While proposals have been submitted for another 128 km at an estimated cost of Rs 60 crore, most such roads are in reserve forest areas and hence needs Central government clearance which takes time. The new roads include mud road when crossing forest areas. “If roads are laid connecting Pattan koliyur, Puthakarai, Periaveli, Parviri, Peenkadu and Manjuthu to Polur from Nammiampattu, it will ensure easy access to the plains,” officials averred.
However, roads also resulted in other ‘effects.’ The habitations controlled by “Oor goundars” (traditional tribal headman) have issued dictats prohibiting liquor consumption in the hamlets. “Even talking of drinking is taboo in the hamlet,” say Chandra and Mallika of Peria Veerapattu. Those wanting to indulge have to trek to the Tasmac at Nammiampattu which once was the top liquor revenue grosser for the area.
Though Nammiampattu has a mobile tower, a private telecom operator provides only 2G net services and so locals have appealed to the Collector to provide 4G services. “The lone mobile tower serves the 108 Ambulance parked in the area and is used to shift serious patients to the Vellore Government Medical College Hospital.

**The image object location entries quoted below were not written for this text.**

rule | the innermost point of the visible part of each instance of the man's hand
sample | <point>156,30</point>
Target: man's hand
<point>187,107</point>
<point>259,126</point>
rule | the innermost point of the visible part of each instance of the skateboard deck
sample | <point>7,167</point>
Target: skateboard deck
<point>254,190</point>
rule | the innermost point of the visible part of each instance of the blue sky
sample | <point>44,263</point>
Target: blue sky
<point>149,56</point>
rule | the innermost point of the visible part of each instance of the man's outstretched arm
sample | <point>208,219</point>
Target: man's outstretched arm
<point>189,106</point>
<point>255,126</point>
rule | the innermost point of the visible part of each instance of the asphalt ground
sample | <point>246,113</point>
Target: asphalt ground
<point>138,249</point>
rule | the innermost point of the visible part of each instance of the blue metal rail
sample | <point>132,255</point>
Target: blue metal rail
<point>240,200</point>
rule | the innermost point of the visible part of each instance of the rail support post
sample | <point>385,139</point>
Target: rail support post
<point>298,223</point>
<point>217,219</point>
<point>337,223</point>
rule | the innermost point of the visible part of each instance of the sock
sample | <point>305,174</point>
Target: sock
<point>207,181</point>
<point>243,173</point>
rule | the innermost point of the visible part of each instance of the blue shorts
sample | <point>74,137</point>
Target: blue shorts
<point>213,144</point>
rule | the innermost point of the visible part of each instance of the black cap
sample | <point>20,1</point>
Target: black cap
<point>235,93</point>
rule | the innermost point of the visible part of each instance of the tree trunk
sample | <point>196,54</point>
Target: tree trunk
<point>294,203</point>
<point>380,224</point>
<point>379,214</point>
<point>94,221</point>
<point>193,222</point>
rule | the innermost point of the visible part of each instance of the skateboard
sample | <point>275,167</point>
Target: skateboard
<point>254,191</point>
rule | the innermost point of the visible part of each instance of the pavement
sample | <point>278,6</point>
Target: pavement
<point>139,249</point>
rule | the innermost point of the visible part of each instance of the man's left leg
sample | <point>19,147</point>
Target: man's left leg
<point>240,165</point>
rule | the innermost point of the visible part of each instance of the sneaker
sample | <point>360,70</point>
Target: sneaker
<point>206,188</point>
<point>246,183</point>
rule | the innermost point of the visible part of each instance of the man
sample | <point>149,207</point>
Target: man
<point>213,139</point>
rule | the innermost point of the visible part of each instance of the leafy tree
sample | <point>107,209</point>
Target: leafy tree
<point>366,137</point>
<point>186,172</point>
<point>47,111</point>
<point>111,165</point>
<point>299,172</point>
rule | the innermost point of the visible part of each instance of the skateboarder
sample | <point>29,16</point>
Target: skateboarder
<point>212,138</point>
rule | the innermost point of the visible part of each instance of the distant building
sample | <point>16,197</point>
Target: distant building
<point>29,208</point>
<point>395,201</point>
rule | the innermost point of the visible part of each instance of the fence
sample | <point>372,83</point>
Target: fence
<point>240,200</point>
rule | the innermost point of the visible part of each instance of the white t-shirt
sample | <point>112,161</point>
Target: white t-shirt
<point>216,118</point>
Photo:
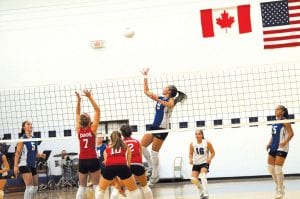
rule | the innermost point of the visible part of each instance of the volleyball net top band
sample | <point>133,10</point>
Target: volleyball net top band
<point>216,99</point>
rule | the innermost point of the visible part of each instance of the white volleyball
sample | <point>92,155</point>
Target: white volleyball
<point>128,32</point>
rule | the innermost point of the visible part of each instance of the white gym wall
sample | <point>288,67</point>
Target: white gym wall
<point>48,41</point>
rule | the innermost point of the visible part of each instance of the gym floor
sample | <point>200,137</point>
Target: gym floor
<point>218,189</point>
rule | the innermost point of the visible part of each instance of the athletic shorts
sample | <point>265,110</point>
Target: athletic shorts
<point>27,169</point>
<point>137,170</point>
<point>3,177</point>
<point>278,153</point>
<point>161,136</point>
<point>200,166</point>
<point>122,171</point>
<point>88,165</point>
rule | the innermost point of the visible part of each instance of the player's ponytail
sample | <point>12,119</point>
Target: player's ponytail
<point>22,129</point>
<point>116,140</point>
<point>126,131</point>
<point>178,95</point>
<point>286,113</point>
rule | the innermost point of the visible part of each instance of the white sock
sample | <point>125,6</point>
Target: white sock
<point>35,188</point>
<point>147,192</point>
<point>196,182</point>
<point>80,192</point>
<point>1,194</point>
<point>28,192</point>
<point>100,194</point>
<point>147,156</point>
<point>204,182</point>
<point>279,176</point>
<point>271,170</point>
<point>135,194</point>
<point>155,163</point>
<point>114,194</point>
<point>95,188</point>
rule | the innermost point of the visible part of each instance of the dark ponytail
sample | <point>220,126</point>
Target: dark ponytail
<point>178,95</point>
<point>22,129</point>
<point>286,112</point>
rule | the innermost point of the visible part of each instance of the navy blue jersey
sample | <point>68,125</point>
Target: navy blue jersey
<point>278,136</point>
<point>162,114</point>
<point>100,150</point>
<point>1,154</point>
<point>28,156</point>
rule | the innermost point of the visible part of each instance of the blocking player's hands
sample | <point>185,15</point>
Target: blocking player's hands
<point>145,72</point>
<point>87,93</point>
<point>78,96</point>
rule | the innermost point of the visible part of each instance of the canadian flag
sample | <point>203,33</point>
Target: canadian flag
<point>225,20</point>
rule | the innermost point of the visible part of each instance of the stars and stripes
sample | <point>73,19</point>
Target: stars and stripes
<point>281,23</point>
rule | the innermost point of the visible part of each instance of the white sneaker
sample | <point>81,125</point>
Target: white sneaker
<point>148,172</point>
<point>153,181</point>
<point>204,196</point>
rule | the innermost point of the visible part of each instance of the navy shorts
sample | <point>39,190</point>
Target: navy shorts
<point>161,136</point>
<point>200,166</point>
<point>137,170</point>
<point>27,169</point>
<point>88,165</point>
<point>122,171</point>
<point>278,153</point>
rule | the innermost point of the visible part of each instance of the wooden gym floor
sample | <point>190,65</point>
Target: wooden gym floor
<point>221,189</point>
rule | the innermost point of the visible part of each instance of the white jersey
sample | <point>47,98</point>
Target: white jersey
<point>200,154</point>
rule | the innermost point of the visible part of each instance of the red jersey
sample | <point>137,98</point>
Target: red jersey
<point>115,156</point>
<point>87,140</point>
<point>135,148</point>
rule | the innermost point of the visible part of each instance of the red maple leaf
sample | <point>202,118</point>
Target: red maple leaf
<point>225,21</point>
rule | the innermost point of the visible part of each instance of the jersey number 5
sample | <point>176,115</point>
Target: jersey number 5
<point>200,151</point>
<point>86,141</point>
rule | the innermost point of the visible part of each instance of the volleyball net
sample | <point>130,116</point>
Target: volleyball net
<point>216,99</point>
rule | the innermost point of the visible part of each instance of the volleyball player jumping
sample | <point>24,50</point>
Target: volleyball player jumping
<point>86,131</point>
<point>164,107</point>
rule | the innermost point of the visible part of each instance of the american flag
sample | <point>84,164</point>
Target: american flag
<point>281,23</point>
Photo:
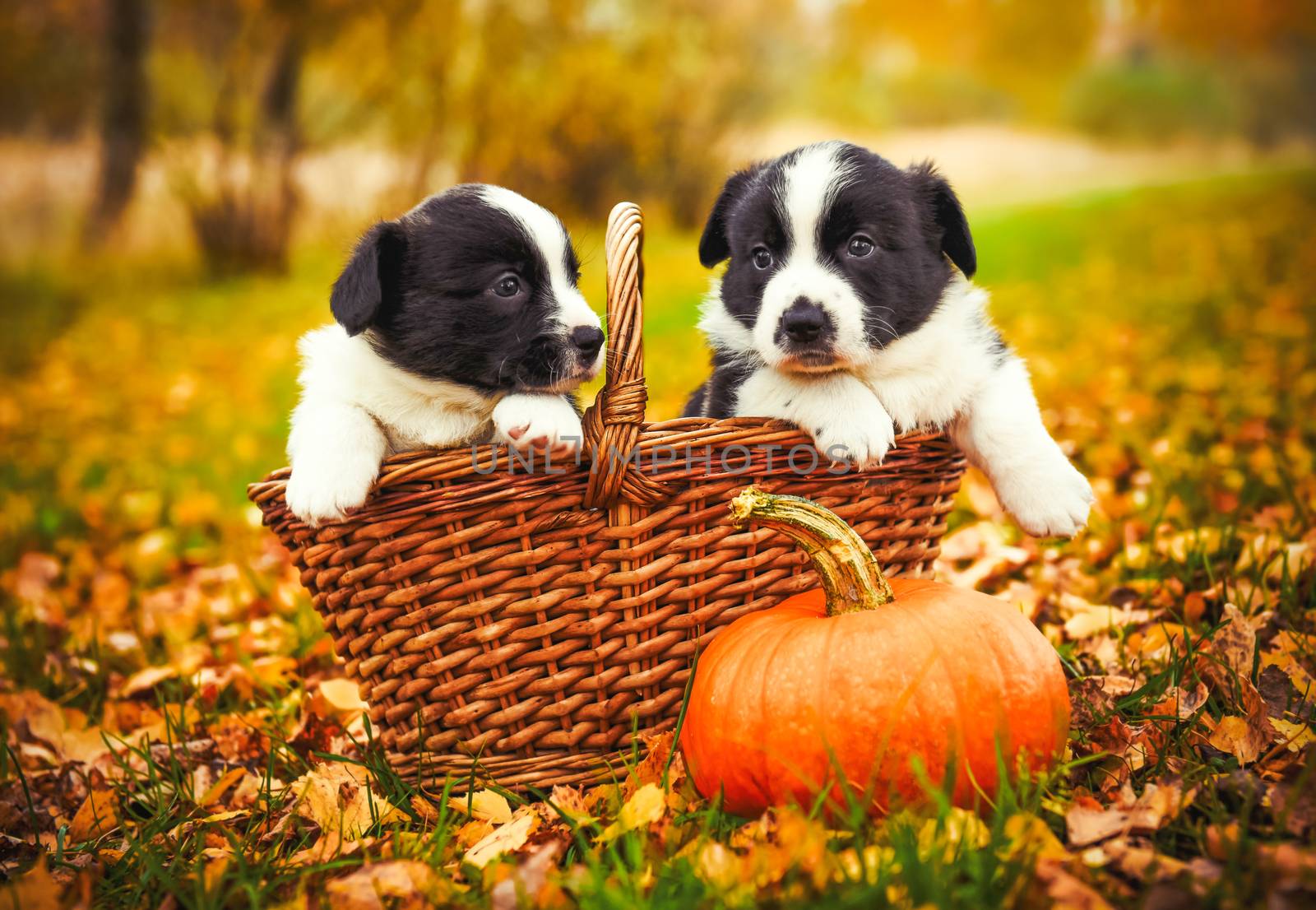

However, locals are all praise for the Nammiampattu PHC which has doctors round-the-clock and provides good treatment. When this reporter asked doctors what mainly ailed tribals, he said “most suffer from hypertension caused by excessive drinking. Many are also diabetic and suffer from respiratory tract infections”.
“Tribals from Peenjamandai and Jardankollai villages in Anaicut panchayat union in Vellore district also prefer the Nammiampattu PHC as it is closer despite lacking a good road compared to the Odugathur PHC, which is nearly 30 km away,” said Murugan of Kondathur. “Earlier, tribals from Konerikudisai had to trek to the Nammiampattu ration shop for their needs, but the new road has led to another shop being opened at Chinna Veerapattu,” Sallan said.